Canadian real estate sales are generally down from historic levels, but households are just waiting for cheap credit. That was just one key insight from BMO’s latest Real Financial Progress Index (RFPI). The survey-based index seeks to capture household economic health, and their perspective on the economy. Not surprising, a good share of the takeaways this year are regarding housing.
Canadians Are Waiting For Falling Rates To Buy A Home
Most Canadians are on the sidelines waiting for lower interest rates before they buy a home. The survey found 2 in 3 (68%) respondents are holding out for cheaper mortgage rates. Over a quarter (26%) cited rising rates as the reasons they held off on moving. Just under 1 in 5 (18%), felt macroeconomic uncertainty has them hitting pause.
Prospective homebuyers waiting for falling rates is an interesting insight. Borrowing rates only tend to decline in economic downturns, traditionally the hardest time to buy a home. The moral hazard generated from the excessive stimulus during the last round of cuts, has everyone convinced otherwise.
Markets where the average person expects state assisted credit stimulus in a downturn is a problem that likely exceeds what most policymakers understand. On the upside, it’ll be interesting to watch.
Most Canadian Millennials Haven’t Seen Financial Security Improve
Canadians are also experiencing anxiety related to their high cost of housing. High shelter costs were cited as the third most common anxiety trigger (71% of the survey). BMO notes it was only behind unknown expenses (83%), and financial uncertainty (81%). In other words, virtually everyone in Canada is worried about their economic stability to some degree.
Young adults are split on how to feel about this economic uncertainty, with older households seeing clouds forming. Most (57%) of Gen Z (18 to 24 years old) felt more financially secure than last year. Only a minority (43%) of younger Millennials (25 to 34 years old) felt the same way, with most not seeing an improvement. The former is transitioning from college to a career at that age, while the latter is looking to buy their first home. It’s probably a solid guess this is another housing related issue.

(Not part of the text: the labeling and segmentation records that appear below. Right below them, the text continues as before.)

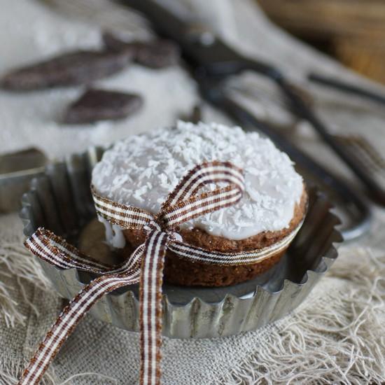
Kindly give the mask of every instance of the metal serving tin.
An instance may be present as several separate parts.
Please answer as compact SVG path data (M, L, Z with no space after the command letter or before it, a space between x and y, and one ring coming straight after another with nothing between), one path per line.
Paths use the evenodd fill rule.
M25 235L39 226L74 245L85 225L95 218L90 191L91 172L104 150L92 148L50 164L34 179L22 197L20 217ZM164 284L163 334L174 338L205 338L253 330L295 309L337 256L338 218L327 199L309 189L307 218L279 263L257 278L225 288L192 288ZM65 298L71 299L92 275L59 270L41 262L47 276ZM137 285L105 295L90 310L95 317L127 330L139 330Z

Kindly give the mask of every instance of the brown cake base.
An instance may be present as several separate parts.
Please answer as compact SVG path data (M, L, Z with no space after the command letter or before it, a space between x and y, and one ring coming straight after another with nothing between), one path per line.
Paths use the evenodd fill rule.
M307 204L305 189L299 204L295 206L289 227L281 231L263 232L245 239L233 240L211 235L200 229L181 230L178 232L183 242L209 251L231 252L246 251L271 246L290 233L304 216ZM122 249L123 257L127 258L132 251L146 239L143 230L125 230L123 232L127 246ZM285 250L253 265L218 266L191 262L167 251L164 262L164 281L183 286L227 286L244 282L262 274L277 263Z

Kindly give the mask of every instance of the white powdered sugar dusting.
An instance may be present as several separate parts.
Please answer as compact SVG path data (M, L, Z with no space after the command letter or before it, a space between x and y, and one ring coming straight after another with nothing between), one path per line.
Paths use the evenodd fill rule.
M245 193L234 206L184 226L230 239L288 226L302 194L302 178L270 139L240 127L178 122L174 128L132 136L106 151L93 170L92 183L102 196L156 214L188 171L211 160L243 169Z

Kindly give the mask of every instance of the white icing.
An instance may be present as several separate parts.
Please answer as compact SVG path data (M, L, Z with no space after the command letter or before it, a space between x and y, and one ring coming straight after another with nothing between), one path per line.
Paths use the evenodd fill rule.
M178 122L176 128L130 136L104 153L93 170L92 183L102 196L156 214L187 171L215 160L244 169L244 197L231 207L183 224L185 227L242 239L288 226L302 193L302 178L270 139L239 127Z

High Housing Costs Are The Biggest Drag On Prosperity
Just over a third (37%) of Canadians feel high housing costs are holding back their progress. It was the largest self-perceived drag on financial prosperity, followed by monthly bills (34%), and future uncertainty (33%). For context, the share of households that rent their home is roughly the same size as the share that feel high housing costs are holding them back.
High housing costs are holding households back, but they see cheaper mortgage debt (which stimulates demand) as the trigger to buy a home. Most households are closely watching credit markets for their shelter purchase, but virtually none of them understand how they work. This is going to be quite the show.